Bota a fala é o nome de um projeto de extensão – que é também de pesquisa -, que usa o hip-hop como ferramenta pedagógica para uma educação mais democrática. Em verdade, o projeto surgiu da e pela iniciativa de Magnusson da Costa,o Magno TWD e Suleimane Alfa Bá, o S_many, ambos estudantes bissau-guinenses da Universidade da Integração Internacional da Lusofonia Afro-brasileira (UNILAB). Eles eram rappers em Guiné-Bissau, mas curiosamente, apesar de apreciarem o trabalho um do outro, não haviam se reconhecido como cantor: Magno TWD gostava do hip-hop melódico e romântico de S_many, mas não sabia que o autor era o seu colega Suleimane[2]; já S_many gostava das composições polifônicas de crítica dos costumes do 2MB[3], grupo de Magno, mas não conhecia pessoalmente o autor. Convivendo como estudantes em São Francisco do Conde puderem aprender isso que tinham em comum.
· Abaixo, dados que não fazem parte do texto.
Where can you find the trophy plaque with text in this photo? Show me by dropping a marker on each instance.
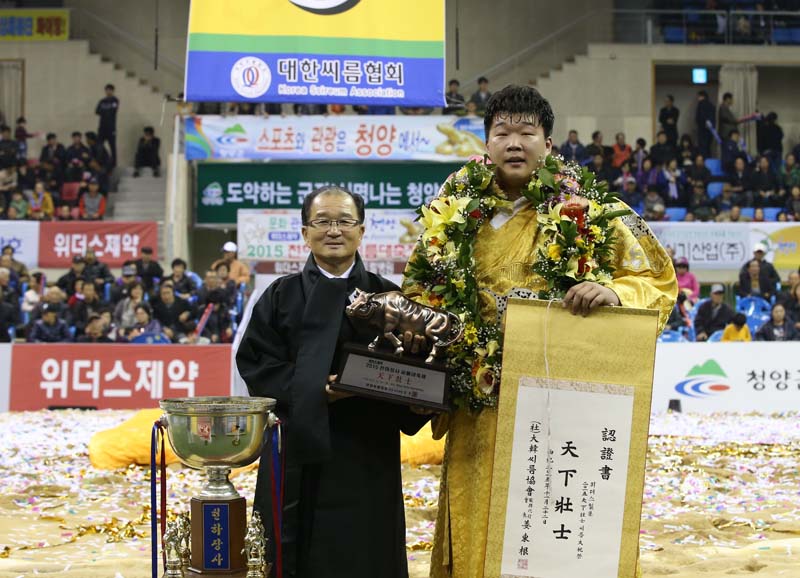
(383, 369)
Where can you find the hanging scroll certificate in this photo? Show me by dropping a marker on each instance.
(571, 442)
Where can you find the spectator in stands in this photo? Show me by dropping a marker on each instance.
(50, 329)
(454, 99)
(89, 303)
(239, 272)
(96, 271)
(147, 153)
(148, 270)
(144, 322)
(22, 135)
(647, 177)
(174, 314)
(674, 185)
(712, 315)
(663, 151)
(600, 170)
(572, 149)
(78, 157)
(668, 118)
(778, 328)
(42, 207)
(9, 149)
(622, 151)
(481, 96)
(751, 283)
(122, 288)
(770, 139)
(737, 329)
(687, 282)
(17, 266)
(765, 186)
(8, 320)
(631, 194)
(687, 152)
(789, 173)
(67, 281)
(19, 205)
(769, 275)
(107, 110)
(700, 205)
(793, 202)
(92, 206)
(34, 293)
(125, 311)
(95, 331)
(741, 182)
(184, 287)
(727, 120)
(653, 205)
(228, 285)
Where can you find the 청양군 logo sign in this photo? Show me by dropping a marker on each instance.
(325, 6)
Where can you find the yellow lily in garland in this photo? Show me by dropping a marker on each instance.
(442, 212)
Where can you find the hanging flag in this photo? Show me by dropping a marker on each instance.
(371, 52)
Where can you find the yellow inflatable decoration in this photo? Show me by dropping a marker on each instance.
(129, 443)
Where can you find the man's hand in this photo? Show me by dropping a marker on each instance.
(335, 395)
(582, 298)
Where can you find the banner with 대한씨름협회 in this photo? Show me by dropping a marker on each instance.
(317, 51)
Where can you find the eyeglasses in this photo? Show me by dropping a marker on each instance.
(341, 224)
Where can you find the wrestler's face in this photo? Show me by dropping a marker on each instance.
(517, 145)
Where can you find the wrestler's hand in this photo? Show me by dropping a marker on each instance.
(335, 395)
(414, 344)
(584, 297)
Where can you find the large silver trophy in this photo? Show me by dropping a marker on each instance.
(217, 434)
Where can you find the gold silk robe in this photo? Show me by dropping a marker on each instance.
(644, 278)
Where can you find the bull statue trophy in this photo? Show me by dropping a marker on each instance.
(393, 374)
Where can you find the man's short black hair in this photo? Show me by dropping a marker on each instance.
(358, 200)
(519, 101)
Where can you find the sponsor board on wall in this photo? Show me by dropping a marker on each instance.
(334, 138)
(115, 376)
(728, 377)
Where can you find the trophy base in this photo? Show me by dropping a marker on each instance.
(404, 380)
(218, 531)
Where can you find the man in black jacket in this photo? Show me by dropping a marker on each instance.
(712, 315)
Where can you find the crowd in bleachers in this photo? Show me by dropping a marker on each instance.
(71, 182)
(680, 180)
(145, 304)
(765, 310)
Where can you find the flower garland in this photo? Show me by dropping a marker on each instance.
(574, 216)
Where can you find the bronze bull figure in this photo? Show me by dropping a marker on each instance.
(394, 314)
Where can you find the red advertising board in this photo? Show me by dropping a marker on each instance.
(113, 242)
(115, 376)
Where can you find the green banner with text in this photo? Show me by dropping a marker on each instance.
(223, 188)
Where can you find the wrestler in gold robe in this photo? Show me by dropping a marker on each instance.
(505, 249)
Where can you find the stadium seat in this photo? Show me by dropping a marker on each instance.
(714, 190)
(676, 213)
(715, 166)
(671, 336)
(674, 35)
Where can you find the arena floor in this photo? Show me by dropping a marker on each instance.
(721, 498)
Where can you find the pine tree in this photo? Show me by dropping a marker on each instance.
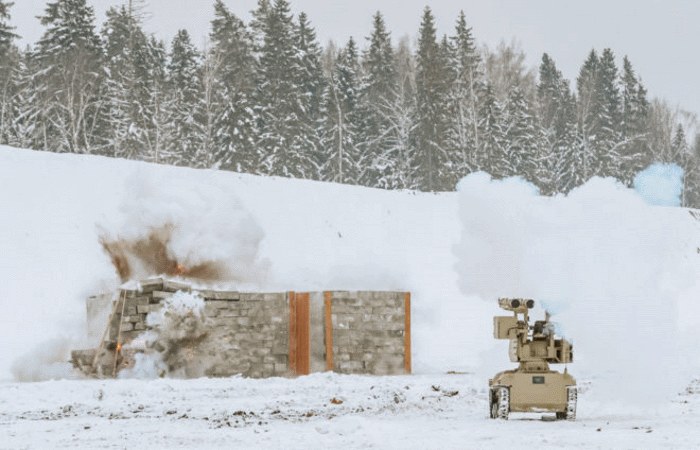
(588, 86)
(68, 79)
(434, 163)
(462, 134)
(129, 86)
(560, 166)
(490, 153)
(340, 131)
(399, 160)
(305, 146)
(635, 153)
(378, 94)
(691, 188)
(608, 116)
(183, 102)
(9, 67)
(523, 138)
(277, 96)
(231, 88)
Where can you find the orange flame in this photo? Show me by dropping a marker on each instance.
(180, 269)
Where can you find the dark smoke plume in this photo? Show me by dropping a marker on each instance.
(149, 255)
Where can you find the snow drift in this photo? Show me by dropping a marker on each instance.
(601, 259)
(611, 268)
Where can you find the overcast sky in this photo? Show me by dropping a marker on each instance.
(661, 37)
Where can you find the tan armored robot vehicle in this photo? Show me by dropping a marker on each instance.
(532, 387)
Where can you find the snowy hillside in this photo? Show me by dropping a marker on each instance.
(620, 275)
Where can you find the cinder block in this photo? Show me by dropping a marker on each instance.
(174, 286)
(351, 366)
(154, 284)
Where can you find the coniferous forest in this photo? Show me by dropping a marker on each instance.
(265, 97)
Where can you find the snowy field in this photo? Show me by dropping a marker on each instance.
(620, 276)
(317, 411)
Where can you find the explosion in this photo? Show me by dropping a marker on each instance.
(150, 255)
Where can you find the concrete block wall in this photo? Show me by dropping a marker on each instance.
(369, 333)
(250, 333)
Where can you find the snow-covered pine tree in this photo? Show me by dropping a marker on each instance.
(184, 94)
(691, 188)
(433, 162)
(490, 153)
(588, 109)
(523, 139)
(399, 158)
(277, 96)
(129, 86)
(232, 65)
(69, 79)
(378, 94)
(635, 152)
(462, 134)
(559, 162)
(305, 147)
(506, 69)
(9, 67)
(340, 131)
(608, 110)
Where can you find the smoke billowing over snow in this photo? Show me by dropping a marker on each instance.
(198, 232)
(660, 184)
(611, 268)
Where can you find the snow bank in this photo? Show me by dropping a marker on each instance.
(615, 270)
(612, 269)
(271, 234)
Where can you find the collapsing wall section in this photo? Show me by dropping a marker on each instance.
(260, 334)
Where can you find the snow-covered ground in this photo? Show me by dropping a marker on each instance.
(621, 276)
(317, 411)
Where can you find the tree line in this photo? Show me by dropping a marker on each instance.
(265, 97)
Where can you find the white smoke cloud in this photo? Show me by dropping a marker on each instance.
(204, 228)
(47, 361)
(173, 347)
(660, 184)
(612, 269)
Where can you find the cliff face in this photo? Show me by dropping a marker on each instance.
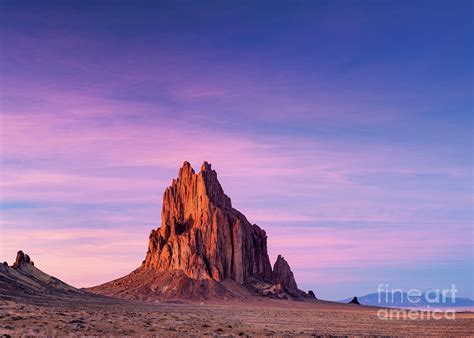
(282, 274)
(203, 236)
(203, 248)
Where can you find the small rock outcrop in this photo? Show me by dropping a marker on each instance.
(203, 248)
(21, 259)
(282, 274)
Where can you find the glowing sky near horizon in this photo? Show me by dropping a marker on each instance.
(342, 128)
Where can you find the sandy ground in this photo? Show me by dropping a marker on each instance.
(244, 318)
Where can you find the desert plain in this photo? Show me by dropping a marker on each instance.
(92, 316)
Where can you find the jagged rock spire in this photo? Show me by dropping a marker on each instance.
(282, 274)
(21, 259)
(202, 235)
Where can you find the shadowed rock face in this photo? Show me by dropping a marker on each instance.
(204, 248)
(203, 236)
(21, 259)
(282, 274)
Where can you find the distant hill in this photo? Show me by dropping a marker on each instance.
(23, 280)
(402, 300)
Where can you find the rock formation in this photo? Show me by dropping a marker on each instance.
(23, 280)
(282, 274)
(203, 236)
(21, 259)
(203, 248)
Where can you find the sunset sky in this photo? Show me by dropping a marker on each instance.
(343, 128)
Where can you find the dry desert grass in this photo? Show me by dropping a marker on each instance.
(251, 317)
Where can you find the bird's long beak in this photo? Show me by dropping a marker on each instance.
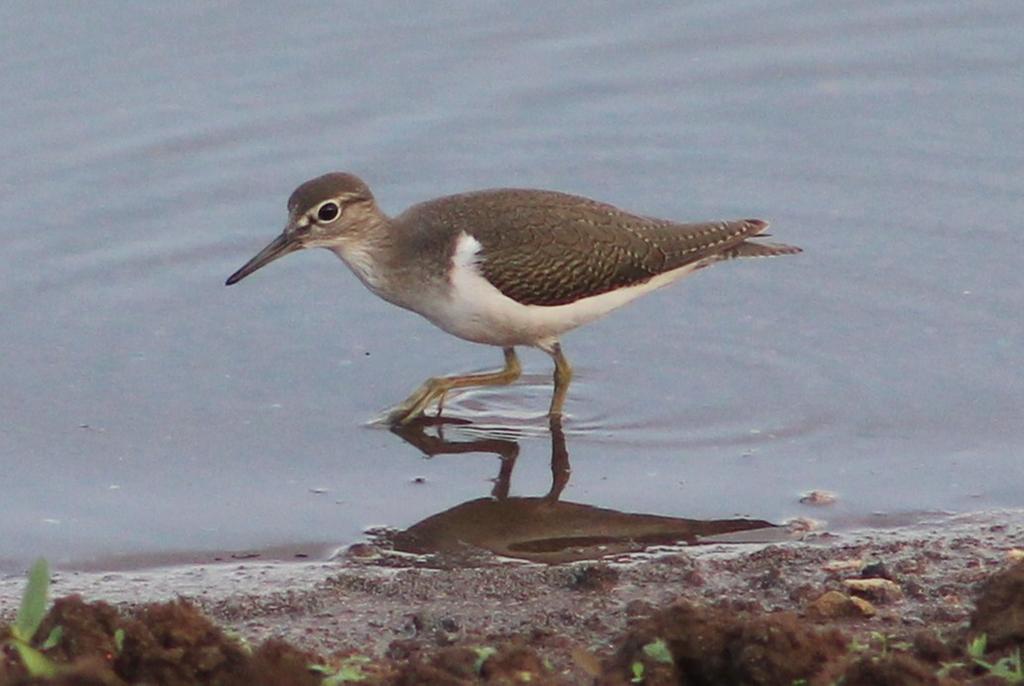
(280, 247)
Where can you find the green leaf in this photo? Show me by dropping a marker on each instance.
(33, 608)
(36, 662)
(658, 651)
(53, 640)
(483, 652)
(978, 646)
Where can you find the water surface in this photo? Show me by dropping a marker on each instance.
(147, 154)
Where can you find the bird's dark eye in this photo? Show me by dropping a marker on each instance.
(328, 212)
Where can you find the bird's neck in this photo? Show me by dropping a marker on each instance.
(368, 251)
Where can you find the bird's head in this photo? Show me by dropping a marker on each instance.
(326, 212)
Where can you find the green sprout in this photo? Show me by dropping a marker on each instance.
(638, 673)
(350, 670)
(483, 652)
(658, 651)
(30, 615)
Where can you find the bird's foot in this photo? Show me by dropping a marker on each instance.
(433, 390)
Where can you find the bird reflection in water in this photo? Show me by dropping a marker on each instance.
(546, 528)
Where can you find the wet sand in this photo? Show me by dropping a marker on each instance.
(916, 588)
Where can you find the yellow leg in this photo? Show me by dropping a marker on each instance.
(563, 375)
(434, 390)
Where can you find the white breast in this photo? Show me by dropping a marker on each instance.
(477, 311)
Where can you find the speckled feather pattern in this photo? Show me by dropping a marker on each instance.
(546, 248)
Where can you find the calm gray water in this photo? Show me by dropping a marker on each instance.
(147, 152)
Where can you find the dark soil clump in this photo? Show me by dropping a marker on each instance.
(999, 612)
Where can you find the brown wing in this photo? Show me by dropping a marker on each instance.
(543, 248)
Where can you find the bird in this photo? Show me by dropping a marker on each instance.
(505, 267)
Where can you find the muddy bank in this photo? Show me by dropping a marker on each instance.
(880, 607)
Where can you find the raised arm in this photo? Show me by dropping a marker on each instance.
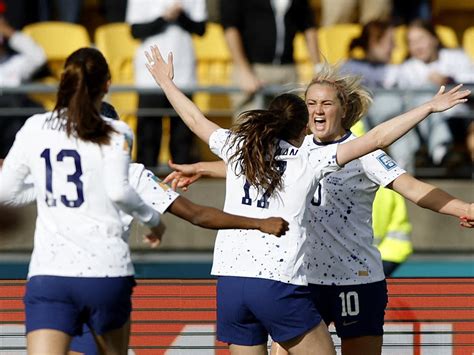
(431, 197)
(388, 132)
(212, 218)
(186, 174)
(162, 72)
Ambos foram meus alunos em 2014, se interessaram por filosofia e participaram de alguns minicursos e oficinas em que falei sobre a importância da música popular no Brasil como forma de pensar o país, numa narrativa que falava da dimensão utópica da canção e que “terminava” com o “fim da canção” representado pelo hip-hop, que, politicamente trazia uma novidade radical de trazer vozes marginais falando diretamente de política em primeira pessoa, da comunidade negra assumindo uma postura de reivindicação não cordial etc. Nestas conversas fiquei sabendo do trabalho de Suleimane e Magno e da vontade deles de fazer hip-hop por aqui.

Topei o desafio: minha dúvida era sobre o que poderíamos fazer sem equipamentos. Não sabia que si segu falau no fertcha n utru, sibi i masa pedra.  Sem qualquer experiência perguntei sobre como compunham em Bissau: simples, pegavam o beat, ouviam pelo celular, e criavam a letra, desenvolviam seu canto etc. Já no primeiro ensaio a coisa começou a render e mais gente veio participar – Tania Brasiguis, Dito Buanh SD, Lauro, Chito, Kadija etc. – iniciando um algo que precisava de um nome.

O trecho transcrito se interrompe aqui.